16. Read your copy closely before turning it in.
Correction:
“The Pacific Rim column in yesterday’s Business Extra section should have read that Fine Boys is a leading Japanese fashion magazine for guys, not gays. The Chronicle regrets the editing error.”
— San Francisco Chronicle
17. Know everything.
“Another book requested is Ivan Ho – volume 9 of a set of 27 volumes published by the Caxton Publishing Company.”
— Vancouver (B.C.) Sun
18. Put human interest in your copy.
“A Riverside Road woman reported to police September 25 at 10:37 a.m. that a dog was lying on the ground near Underhill Road.
“The woman didn’t know if the dog was dead, and was afraid to approach it.
“The dog later got up and moved to a shadier spot, police said.”
19. Good writers abound. Be a good reporter.
Tom Wolfe, former newspaper reporter and author of “The Right Stuff” and “Bonfire of the Vanities”, says reporting is “the weak link in American journalism right now. And it is, oddly enough, one of the least discussed. But reporting is the heart of everything.”
20. Don’t fear using the word ‘said.’
Those who relentlessly fish for synonyms for “said” usually come up with guppies: “Melvin,” she hissed. When tempted, remember Ring Lardner’s line in one of his short stories: “Shut up he explained.”
21. Write tightly.
“Newspapering is knowing what to leave out and condensing the rest.”
22. Get the details.
“Which hand held the gun?” – Editor’s question to young reporter covering a homicide.
23. Dig, dig, dig.
Journalism isn’t stenography. Get behind the handout, the speech, the report.
24. Don’t tell us when you can show us.
In three sentences, this scene captures teenage romance:
“They had met cruising the loop between Fourth and Fifth Streets in Eureka. She fell in love with Wes’s pickup truck, then fell in love with Wes. Wes gave her an engagement ring the day she graduated from high school.”

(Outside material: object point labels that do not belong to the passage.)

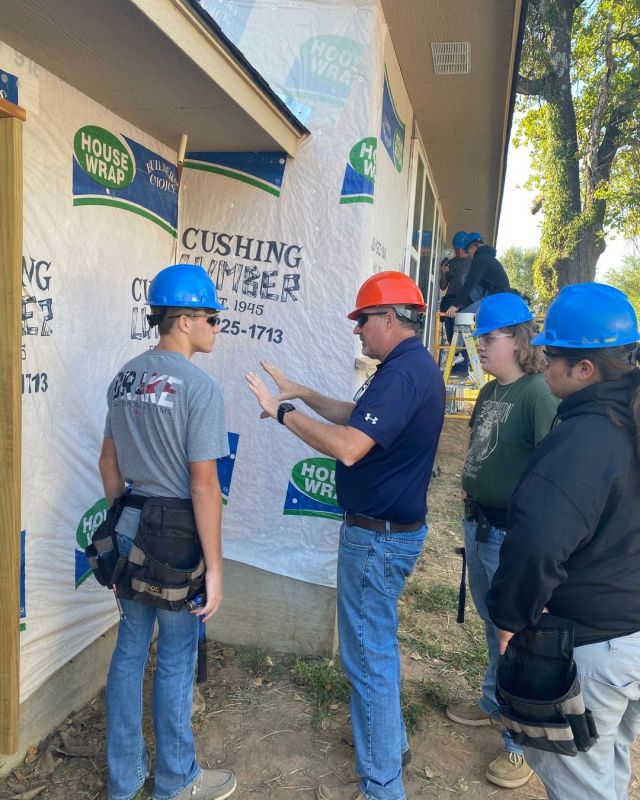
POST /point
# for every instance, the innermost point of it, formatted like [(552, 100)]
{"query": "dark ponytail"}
[(613, 363)]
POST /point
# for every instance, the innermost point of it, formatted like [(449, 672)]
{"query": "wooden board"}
[(10, 424), (262, 609)]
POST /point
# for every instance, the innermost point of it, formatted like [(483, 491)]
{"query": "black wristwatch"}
[(282, 410)]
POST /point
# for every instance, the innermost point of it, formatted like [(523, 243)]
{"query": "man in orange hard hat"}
[(384, 443)]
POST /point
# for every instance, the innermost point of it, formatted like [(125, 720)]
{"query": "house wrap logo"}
[(112, 170), (392, 130), (312, 489), (226, 465), (89, 522), (325, 69), (360, 172), (104, 157)]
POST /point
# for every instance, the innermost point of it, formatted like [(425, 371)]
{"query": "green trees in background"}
[(518, 263), (579, 93), (627, 278)]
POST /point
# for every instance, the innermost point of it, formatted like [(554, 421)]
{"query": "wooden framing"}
[(10, 417)]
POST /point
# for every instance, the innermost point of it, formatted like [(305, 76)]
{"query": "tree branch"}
[(531, 87), (592, 162)]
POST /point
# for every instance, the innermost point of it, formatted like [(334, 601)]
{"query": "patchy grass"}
[(259, 661), (414, 710), (325, 682), (437, 598), (438, 694), (430, 648)]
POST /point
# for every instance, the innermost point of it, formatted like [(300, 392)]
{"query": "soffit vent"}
[(451, 58)]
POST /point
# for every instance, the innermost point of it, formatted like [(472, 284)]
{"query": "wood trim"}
[(8, 109), (10, 425), (193, 37)]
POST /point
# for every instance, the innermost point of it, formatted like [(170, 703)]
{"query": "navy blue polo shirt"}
[(402, 409)]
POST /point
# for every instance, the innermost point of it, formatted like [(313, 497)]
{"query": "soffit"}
[(157, 64), (463, 119)]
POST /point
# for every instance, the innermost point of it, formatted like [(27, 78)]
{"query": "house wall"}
[(288, 242)]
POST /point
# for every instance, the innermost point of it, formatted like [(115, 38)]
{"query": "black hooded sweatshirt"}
[(573, 531), (485, 273)]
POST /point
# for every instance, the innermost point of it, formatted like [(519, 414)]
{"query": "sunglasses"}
[(212, 319), (552, 355), (488, 338), (361, 319)]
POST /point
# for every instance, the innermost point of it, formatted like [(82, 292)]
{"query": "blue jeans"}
[(610, 678), (127, 756), (482, 562), (372, 570)]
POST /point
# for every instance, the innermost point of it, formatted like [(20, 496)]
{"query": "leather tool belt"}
[(164, 567), (538, 690), (381, 525)]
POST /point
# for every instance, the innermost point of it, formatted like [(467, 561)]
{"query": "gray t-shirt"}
[(164, 412)]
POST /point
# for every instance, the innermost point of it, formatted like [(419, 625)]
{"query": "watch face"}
[(282, 410)]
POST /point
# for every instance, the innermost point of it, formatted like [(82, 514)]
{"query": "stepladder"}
[(462, 389)]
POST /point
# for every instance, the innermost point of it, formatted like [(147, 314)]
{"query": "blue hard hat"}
[(470, 238), (589, 315), (499, 311), (184, 286)]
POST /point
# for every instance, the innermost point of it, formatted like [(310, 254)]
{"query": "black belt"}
[(381, 525)]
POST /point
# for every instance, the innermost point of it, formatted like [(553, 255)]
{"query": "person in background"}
[(512, 415), (384, 444), (573, 540), (486, 276), (453, 272)]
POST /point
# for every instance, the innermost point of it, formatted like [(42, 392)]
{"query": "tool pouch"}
[(102, 553), (538, 690), (165, 566)]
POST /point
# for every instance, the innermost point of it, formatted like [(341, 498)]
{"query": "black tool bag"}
[(538, 690), (103, 554), (165, 566)]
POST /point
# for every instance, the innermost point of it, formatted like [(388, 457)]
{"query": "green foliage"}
[(518, 263), (580, 96), (413, 711), (260, 661), (627, 279), (325, 681), (438, 597)]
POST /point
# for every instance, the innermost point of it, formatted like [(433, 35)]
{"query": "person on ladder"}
[(453, 273), (512, 415), (486, 276)]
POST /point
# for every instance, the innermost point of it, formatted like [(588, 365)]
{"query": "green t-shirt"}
[(507, 424)]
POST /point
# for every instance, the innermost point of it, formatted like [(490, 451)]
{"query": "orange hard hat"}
[(389, 288)]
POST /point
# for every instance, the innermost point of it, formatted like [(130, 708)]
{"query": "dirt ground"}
[(275, 720)]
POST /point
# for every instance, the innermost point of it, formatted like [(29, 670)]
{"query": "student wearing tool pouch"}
[(165, 428), (573, 540), (513, 413)]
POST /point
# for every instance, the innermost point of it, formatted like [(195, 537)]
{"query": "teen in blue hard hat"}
[(165, 430), (573, 539), (512, 415)]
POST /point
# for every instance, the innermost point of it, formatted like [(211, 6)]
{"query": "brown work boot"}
[(468, 714), (509, 770), (211, 784), (346, 791)]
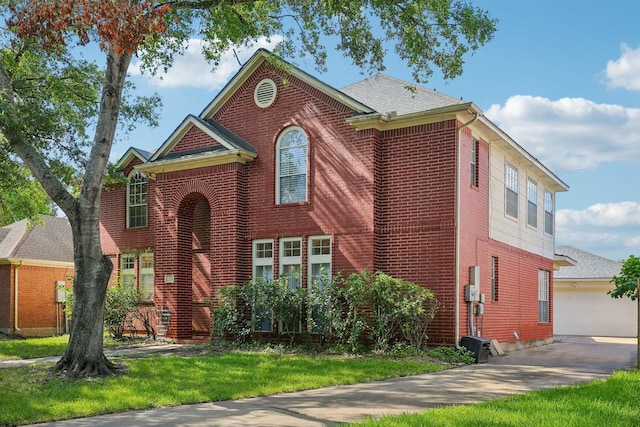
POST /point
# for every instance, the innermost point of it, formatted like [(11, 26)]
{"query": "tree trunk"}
[(84, 355)]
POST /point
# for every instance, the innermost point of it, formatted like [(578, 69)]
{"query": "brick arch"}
[(194, 186)]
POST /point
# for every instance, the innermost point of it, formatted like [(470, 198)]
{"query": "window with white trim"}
[(128, 271), (146, 276), (548, 212), (319, 277), (511, 190), (263, 270), (137, 200), (291, 166), (475, 170), (291, 271), (543, 296), (532, 202)]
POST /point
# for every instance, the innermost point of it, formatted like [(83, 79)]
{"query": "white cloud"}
[(624, 72), (608, 229), (192, 69), (608, 215), (570, 133)]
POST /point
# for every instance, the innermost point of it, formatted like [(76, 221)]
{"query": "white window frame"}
[(146, 285), (323, 258), (549, 208), (532, 202), (141, 201), (494, 278), (511, 189), (260, 259), (475, 169), (291, 256), (543, 296), (128, 270), (280, 174)]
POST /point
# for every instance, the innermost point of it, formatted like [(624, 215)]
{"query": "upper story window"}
[(548, 212), (511, 190), (291, 166), (475, 170), (137, 200), (532, 202)]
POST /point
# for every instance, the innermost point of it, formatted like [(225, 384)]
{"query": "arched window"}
[(291, 166), (137, 200)]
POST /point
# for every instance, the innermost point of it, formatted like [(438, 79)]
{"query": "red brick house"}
[(283, 171), (34, 260)]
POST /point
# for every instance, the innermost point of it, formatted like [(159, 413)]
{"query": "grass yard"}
[(34, 394), (613, 402), (33, 347)]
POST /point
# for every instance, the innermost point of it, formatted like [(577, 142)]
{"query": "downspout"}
[(15, 294), (458, 198)]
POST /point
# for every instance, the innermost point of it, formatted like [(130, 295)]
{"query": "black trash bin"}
[(480, 347)]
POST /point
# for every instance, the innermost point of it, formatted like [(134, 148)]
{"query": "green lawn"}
[(33, 394), (33, 347), (614, 402)]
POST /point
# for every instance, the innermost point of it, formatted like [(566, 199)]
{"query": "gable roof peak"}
[(387, 94)]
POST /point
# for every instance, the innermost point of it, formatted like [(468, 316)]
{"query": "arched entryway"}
[(194, 261)]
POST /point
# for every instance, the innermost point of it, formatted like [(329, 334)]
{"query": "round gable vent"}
[(265, 93)]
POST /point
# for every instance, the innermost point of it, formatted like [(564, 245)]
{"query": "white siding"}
[(512, 231)]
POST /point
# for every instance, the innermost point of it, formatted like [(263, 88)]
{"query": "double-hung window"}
[(474, 163), (319, 261), (543, 296), (319, 277), (532, 202), (548, 212), (494, 278), (291, 166), (291, 271), (263, 273), (146, 276), (511, 190), (137, 200), (128, 271)]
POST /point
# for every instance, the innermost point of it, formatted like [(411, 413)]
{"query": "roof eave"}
[(195, 162), (508, 143), (253, 63), (390, 121)]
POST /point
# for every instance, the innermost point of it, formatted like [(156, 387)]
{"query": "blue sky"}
[(560, 77)]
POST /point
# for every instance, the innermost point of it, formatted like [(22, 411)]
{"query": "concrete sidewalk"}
[(569, 360)]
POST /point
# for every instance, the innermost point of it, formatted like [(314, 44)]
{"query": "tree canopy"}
[(49, 99), (627, 281)]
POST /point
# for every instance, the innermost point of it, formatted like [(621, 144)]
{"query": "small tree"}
[(627, 281)]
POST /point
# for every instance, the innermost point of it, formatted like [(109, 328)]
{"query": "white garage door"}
[(591, 312)]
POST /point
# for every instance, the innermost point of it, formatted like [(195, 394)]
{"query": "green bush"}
[(120, 305), (363, 307)]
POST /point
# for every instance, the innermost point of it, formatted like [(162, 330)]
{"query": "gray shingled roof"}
[(386, 94), (52, 241), (588, 266)]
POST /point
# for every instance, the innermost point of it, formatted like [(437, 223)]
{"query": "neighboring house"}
[(582, 305), (35, 258), (282, 172)]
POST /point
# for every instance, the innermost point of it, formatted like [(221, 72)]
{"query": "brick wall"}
[(417, 177), (6, 298), (37, 314)]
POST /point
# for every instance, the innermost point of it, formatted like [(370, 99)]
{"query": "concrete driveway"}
[(569, 360)]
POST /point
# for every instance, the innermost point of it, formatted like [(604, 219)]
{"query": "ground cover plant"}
[(35, 394), (611, 402)]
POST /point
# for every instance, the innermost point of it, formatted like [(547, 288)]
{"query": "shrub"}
[(120, 303)]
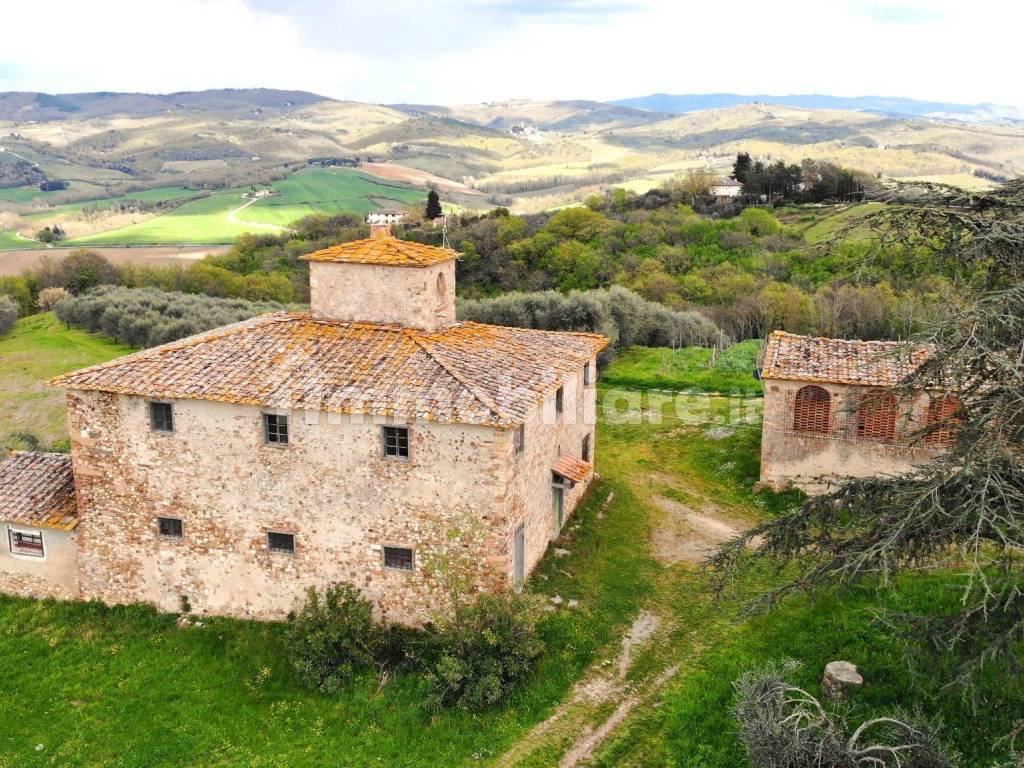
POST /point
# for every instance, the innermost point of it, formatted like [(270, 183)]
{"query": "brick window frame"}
[(944, 410), (812, 411), (170, 527), (877, 417), (398, 558), (396, 441), (26, 543), (281, 542), (161, 417), (519, 438), (274, 429)]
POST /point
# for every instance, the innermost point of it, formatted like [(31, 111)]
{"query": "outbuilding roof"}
[(882, 364), (468, 373), (38, 488), (383, 251)]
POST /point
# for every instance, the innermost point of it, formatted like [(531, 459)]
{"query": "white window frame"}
[(22, 554)]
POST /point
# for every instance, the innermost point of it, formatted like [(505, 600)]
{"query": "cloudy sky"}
[(444, 51)]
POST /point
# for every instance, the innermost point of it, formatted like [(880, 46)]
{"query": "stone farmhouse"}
[(374, 439), (829, 412)]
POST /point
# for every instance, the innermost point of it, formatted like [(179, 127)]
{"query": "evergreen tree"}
[(433, 205)]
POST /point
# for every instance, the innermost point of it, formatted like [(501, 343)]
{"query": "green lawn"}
[(328, 190), (38, 348), (688, 369), (97, 686)]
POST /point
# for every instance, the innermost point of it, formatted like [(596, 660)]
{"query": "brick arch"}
[(877, 416), (812, 410), (943, 416)]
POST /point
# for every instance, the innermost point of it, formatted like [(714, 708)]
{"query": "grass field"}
[(328, 190), (208, 220), (38, 348), (85, 685), (688, 369)]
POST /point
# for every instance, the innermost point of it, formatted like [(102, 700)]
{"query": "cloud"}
[(450, 51)]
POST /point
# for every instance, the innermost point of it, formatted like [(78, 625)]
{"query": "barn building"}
[(373, 439), (829, 412)]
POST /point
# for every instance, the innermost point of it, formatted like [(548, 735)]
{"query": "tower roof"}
[(387, 251)]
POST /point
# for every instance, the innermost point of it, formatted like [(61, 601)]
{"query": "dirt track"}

— Time-Standard (Eureka, California)
25. You can always get a job if you know how to write a lead.
“KAMPALA – A hand grenade exploded on board a passenger train killing a Uganda Army soldier who was toying with it and two civilian passengers.”
— The Times, London
26. Do not fear telling the truth.
“Researchers say that the public is responsible for rising health care costs as people acquire illnesses that cannot be cured easily or cheaply.”
— Alexandria (Virginia) Gazette
27. When in doubt, check it out.
“An article in Saturday’s Local section incorrectly reported that a suspect identified as ‘Fnu Lnu’ had been indicted by a federal grand jury. ‘Fnu Lnu’ is not a name. FNU is a law enforcement abbreviation for ‘first name unknown,’ LNU for ‘last name unknown.’ Officials knew the suspect only by the nickname ‘Dezo.'”
— Daily Press (Newport News, Virginia)
28. Don’t take the easy way out.
Check the handout. Verify the press release….Who cares? Whoa. Hold the mayo. We care, as journalists, and so do the readers who wonder if you can’t get the little things right, how can you be trusted on the complex things. Check and double-check.
29. Follow your hunches and your hormones.
Be basic, visceral. The governor wears suits made in Italy, is barbered and manicured daily. Hunch: He’s getting money on the side. That was the conclusion Jerry Landauer drew when he saw Spiro Agnew when Agnew was governor of Maryland. The hunch proved accurate. Agnew was getting payoffs from contractors.
30. It is immoral not to be excellent in your craft.
After World War II, Melvin Mencher used the G.I. Bill to study journalism at the University of Colorado. On graduation, he took a job as a reporter at the Albuquerque Tribune. He spent a year at Harvard as a Nieman Fellow. He would move to California and report for the McClatchy Newspapers out of Fresno. Out of the blue, he was invited to teach journalism at the University of Kansas. In 1963 he joined the faculty at the Columbia Graduate School of Journalism. He is the author of “News Reporting and Writing.”